In this report called Life in the Clickstream: The Future of Journalism, Australia’s Media Alliance discusses the ways in which new technologies and economic events in recent years have put the future of an entire industry under threat.

The internet brought with it a cultural expectation that content be free. The separation of online classifieds from journalistic publications to stand alone sites means that papers are left to fund their activities primarily from their readers, readers who are accustomed to the price of their news being subsidised by advertisers.

If mainstream media publications survive this ‘perfect storm’ it might only be through changing their relationship with their audience to a more collaborative approach.

It is interesting to think of the effect  a more collaborative attitude might have on society which is seen the mainstream media historically as representing the interests of advertisers rather than readers. In recent times we have seen Fairfax media receive a Walkley for creating a searchable database publishing information from the federal government pecuniary interests register.

Interns transcribed the PDF’s in order to create the database which provided a rich source for stories regarding discrepancies in what ought to have been declared. In this case the transcription had to be done by hand as the interests data are published as images of PDF’s which can’t be mechanically scraped.

Once published, this data was then able to be mechanically scraped from the SMH site and made available on ScraperWiki by open government hacker Alexander Sadlier who then made it available to me for re-use in eXpenseAus – my own version of a searchable database.

I have combined this data with travel/office expenses data published by Finance & Deregulation both from my own work and as scraped by Nick Evershed from The Guardian for their own project to produce a page which lists politician visits (data scraped by Nick) with results from the pecuniary interests register (scraped by Alex) to show politician visits alongside the locations of their investment properties so the public can see if they have made travel expense claims for trips that may include visits to investment property locations.

Nick, Alexander (who also worked on LobbyLens) and I are part of a new movement of people who have a keen interest in opening government data for use by researchers and the public. The fact that the Pecuniary Interests Register is online at all (instead of available for inspection by appointment only) is attributable to the work of the Open Australia Foundation, a not-for-profit group who make government information more accessible through their projects (as do I) by creating databases and lobbying for data to be made available for this use.

The Guardian UK took this effort to a new level a few years ago when they set up their own lobbying effort to get the information useful to the public made freely available.
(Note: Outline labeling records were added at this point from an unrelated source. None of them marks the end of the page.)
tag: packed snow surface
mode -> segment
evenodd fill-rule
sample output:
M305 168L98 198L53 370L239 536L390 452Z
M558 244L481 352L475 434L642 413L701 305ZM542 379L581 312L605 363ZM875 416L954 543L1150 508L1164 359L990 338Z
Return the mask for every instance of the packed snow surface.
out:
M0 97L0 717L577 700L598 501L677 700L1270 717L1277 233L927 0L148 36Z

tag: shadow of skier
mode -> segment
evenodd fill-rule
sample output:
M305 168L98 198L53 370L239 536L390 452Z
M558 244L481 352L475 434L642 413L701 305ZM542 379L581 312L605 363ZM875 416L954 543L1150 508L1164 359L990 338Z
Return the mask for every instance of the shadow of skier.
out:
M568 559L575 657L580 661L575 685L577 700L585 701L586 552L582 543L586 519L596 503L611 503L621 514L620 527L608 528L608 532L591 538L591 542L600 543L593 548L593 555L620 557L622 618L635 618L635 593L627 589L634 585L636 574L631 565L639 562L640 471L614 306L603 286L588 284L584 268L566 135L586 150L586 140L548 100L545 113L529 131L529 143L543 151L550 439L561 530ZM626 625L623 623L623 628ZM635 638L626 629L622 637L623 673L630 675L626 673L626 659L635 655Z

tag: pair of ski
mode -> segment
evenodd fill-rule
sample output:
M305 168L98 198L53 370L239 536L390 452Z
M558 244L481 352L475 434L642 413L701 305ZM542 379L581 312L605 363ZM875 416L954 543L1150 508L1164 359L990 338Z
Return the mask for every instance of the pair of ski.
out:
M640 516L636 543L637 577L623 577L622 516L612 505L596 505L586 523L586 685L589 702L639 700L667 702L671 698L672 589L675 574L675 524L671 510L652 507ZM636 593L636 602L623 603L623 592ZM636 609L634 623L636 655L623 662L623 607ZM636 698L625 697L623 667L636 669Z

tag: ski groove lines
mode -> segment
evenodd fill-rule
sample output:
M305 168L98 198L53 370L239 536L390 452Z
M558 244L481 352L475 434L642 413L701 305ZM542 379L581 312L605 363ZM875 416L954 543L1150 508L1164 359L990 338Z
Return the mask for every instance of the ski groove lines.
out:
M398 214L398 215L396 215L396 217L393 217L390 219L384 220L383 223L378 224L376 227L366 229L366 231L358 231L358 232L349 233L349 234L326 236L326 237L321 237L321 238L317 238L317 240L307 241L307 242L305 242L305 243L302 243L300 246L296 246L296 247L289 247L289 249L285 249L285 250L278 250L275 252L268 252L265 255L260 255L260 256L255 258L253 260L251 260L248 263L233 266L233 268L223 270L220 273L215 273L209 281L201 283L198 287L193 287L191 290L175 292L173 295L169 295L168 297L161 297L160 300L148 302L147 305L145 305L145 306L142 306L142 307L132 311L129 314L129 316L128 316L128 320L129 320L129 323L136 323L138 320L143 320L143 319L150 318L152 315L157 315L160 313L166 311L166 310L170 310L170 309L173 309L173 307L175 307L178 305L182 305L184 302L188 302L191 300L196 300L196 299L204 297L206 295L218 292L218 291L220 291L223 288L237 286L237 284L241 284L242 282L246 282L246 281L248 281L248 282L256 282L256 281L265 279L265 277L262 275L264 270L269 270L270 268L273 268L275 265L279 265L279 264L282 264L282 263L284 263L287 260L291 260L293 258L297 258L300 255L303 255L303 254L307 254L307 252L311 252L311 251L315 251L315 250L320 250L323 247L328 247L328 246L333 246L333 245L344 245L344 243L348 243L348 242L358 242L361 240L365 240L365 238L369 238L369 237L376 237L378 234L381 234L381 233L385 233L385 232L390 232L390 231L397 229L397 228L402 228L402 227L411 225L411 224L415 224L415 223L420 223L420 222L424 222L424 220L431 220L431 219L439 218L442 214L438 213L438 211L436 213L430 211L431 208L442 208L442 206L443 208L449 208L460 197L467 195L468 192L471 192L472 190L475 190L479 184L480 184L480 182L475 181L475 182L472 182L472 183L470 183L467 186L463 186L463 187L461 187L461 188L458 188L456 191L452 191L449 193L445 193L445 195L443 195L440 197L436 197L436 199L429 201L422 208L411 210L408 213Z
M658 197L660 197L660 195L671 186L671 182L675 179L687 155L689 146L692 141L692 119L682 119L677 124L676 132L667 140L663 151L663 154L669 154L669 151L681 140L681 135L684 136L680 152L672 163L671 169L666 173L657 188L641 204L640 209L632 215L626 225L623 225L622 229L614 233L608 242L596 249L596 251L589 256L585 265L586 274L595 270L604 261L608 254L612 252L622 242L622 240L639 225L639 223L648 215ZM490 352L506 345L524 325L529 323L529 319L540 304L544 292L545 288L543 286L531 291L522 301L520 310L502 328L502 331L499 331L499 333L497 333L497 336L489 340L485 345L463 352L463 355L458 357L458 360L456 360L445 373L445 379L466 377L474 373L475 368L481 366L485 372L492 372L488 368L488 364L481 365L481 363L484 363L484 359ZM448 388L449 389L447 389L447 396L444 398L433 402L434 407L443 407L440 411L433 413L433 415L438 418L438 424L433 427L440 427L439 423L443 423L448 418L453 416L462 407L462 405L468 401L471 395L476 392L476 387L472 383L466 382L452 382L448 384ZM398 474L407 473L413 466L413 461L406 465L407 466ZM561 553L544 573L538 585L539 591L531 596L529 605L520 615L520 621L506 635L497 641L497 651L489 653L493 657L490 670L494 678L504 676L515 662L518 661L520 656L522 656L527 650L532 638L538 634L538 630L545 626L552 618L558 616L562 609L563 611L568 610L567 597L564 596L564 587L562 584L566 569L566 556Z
I think a media collaboration on open data in Australia would be very useful and it would be simple to implement. For every article that relates to open data/FOI published in main stream, independent publications or blogs, there could be a badge included on the page which says that the article is part of a drive for open data.

This badge could lead to a page (on the publishers own site or a separate site) which explains to the public very simply what open data is about and why it is in the public interest to have data published in usable formats as well as links to all the other badged articles (either within each publication or a collaborative list).

Even journalists do not necessarily understand the difference between data made available in a PDF and the same data in a CSV file that can be sucked straight into a database for republishing – a point made very clear in this blog by the Open Knowledge Foundation.

The last year has seen a move toward collaboration with the public as two mainstream publications (SMH) & (Guardian) sought the help of the public in providing the research labour to detect potentially dodgy travel claims. I propose we take this collaboration one step further and encourage the media to join forces in asking the government to release data in usable formats – as it is already required to do under its own policies.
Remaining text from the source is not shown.